Multivariate Methods with Unbiased Variable Selection.
MUVR2
Multivariate methods with Unbiased Variable selection in R
PhD candidate Yingxiao Yan [email protected]
Associate Professor Carl Brunius [email protected]
Department of Life Sciences, Chalmers University of Technology www.chalmers.se
General description
The MUVR package allows for predictive multivariate modelling with minimally biased variable selection incorporated into a repeated double cross-validation framework. The MUVR procedure simultaneously produces both minimal-optimal and all-relevant variable selections.
The MUVR2 package is developed with new functionalities based on the MUVR package.

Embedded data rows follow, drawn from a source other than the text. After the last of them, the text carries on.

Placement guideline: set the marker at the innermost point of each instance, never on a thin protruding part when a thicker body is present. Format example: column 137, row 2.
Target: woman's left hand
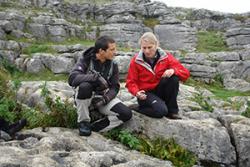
column 168, row 73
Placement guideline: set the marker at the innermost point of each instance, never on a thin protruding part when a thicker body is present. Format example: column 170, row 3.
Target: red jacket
column 142, row 77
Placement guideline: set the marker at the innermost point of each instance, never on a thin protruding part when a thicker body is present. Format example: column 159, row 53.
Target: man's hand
column 141, row 95
column 98, row 101
column 168, row 73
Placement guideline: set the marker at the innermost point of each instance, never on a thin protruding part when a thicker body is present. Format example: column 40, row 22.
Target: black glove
column 98, row 101
column 102, row 83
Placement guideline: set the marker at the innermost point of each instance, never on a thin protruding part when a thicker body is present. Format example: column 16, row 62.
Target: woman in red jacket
column 153, row 77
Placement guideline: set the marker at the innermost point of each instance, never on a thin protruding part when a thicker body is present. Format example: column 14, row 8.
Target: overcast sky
column 228, row 6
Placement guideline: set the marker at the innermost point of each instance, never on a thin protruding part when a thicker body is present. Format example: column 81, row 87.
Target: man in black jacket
column 95, row 78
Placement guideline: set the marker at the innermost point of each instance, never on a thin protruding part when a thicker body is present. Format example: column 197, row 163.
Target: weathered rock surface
column 64, row 147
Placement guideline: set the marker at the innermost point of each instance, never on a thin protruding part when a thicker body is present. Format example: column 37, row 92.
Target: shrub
column 247, row 112
column 165, row 149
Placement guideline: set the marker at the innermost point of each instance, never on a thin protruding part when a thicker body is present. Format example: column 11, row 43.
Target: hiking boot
column 173, row 116
column 17, row 126
column 134, row 107
column 84, row 128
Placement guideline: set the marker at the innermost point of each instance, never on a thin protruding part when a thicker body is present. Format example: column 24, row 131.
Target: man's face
column 148, row 48
column 110, row 51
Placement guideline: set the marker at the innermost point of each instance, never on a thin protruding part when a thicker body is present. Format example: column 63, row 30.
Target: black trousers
column 85, row 92
column 162, row 100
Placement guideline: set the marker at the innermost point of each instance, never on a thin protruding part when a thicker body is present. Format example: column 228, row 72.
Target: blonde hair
column 149, row 37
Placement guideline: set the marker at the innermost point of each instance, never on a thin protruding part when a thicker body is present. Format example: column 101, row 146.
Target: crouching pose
column 153, row 77
column 95, row 78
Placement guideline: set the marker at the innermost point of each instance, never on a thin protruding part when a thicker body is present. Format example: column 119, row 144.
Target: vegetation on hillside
column 165, row 149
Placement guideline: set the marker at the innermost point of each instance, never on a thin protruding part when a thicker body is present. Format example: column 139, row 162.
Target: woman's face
column 148, row 48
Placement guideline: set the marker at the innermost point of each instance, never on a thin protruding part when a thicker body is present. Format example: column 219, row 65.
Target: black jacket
column 108, row 69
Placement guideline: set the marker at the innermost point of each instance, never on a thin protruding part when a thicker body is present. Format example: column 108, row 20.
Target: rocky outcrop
column 238, row 37
column 212, row 137
column 64, row 147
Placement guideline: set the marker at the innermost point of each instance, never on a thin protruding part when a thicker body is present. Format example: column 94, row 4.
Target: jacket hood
column 89, row 53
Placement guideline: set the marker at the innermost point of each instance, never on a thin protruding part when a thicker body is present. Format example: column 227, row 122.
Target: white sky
column 228, row 6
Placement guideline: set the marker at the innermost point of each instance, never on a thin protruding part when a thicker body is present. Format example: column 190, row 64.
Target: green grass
column 165, row 149
column 247, row 112
column 210, row 41
column 45, row 75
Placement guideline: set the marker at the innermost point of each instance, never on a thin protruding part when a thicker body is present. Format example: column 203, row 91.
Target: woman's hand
column 168, row 73
column 141, row 95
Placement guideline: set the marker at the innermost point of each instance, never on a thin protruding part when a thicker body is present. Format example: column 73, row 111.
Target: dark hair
column 103, row 42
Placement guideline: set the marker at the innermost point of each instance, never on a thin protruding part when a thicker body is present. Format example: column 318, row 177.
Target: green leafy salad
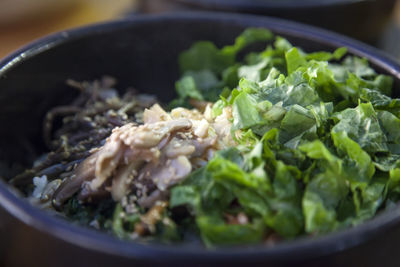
column 258, row 147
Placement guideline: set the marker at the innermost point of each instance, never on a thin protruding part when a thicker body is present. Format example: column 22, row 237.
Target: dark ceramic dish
column 142, row 52
column 362, row 19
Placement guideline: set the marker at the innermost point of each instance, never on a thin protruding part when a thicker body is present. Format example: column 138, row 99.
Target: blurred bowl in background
column 361, row 19
column 12, row 11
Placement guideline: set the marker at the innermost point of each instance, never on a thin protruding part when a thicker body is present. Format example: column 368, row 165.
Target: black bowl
column 361, row 19
column 142, row 52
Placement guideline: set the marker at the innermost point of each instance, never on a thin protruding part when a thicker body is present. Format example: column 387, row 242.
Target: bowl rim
column 301, row 248
column 268, row 4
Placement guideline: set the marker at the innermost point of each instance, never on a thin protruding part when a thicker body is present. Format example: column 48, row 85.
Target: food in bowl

An easy-to-follow tutorial on how to use the MUVR2 package can be found at this repository at inst/Tutorial/MUVR_Tutorial.docx
In brief, MUVR2 proved the following functionality:
- Types: classification, regression and multilevel.
- Model cores: PLS, Random Forest, Elastic Net.
- Validation: repeated double cross-validation (rdCV; Westerhuis et al. 2008, Filzmoser et al. 2009).
- Variable selection: recursive feature elimination embedded in the rdCV loop.
- Resampling tests and permutation tests: assessment of modelling fitnness and overfitting.
Installation
- You will need to have installed R (https://www.r-project.org/)
- Normally, you will want to work in RStudio (https://rstudio.com/) or some other IDE
You also need to have the remotes
R package installed. Just run the following from an R script or type it directly at the R console (normally the lower left window in RStudio):
install.packages('remotes')
When remotes
is installed, you can install the MUVR2
package by running:
library(remotes)
install_github('MetaboComp/MUVR2')
References
- Yan Y, Schillemans T, Skantze V, Brunius C. Adjusting for covariates and assessing modeling fitness in machine learning using MUVR2. Bioinformatics Advances. 2024, 4(1), vbae051.
- Shi L, Westerhuis JA, Rosén J, Landberg R, Brunius C. Variable selection and validation in multivariate modelling. Bioinformatics. 2019, 35(6), 972–80.
- Filzmoser P, Liebmann B, Varmuza K. Repeated double cross validation. Journal of Chemometrics. 2009, 23(4), 160-171.
- Westerhuis JA, Hoefsloot HCJ, Smit S, Vis DJ, Smilde AK, Velzen EJJ, Duijnhoven JPM, Dorsten FA. Assessment of PLSDA cross validation. Metabolomics. 2008, 4(1), 81-89.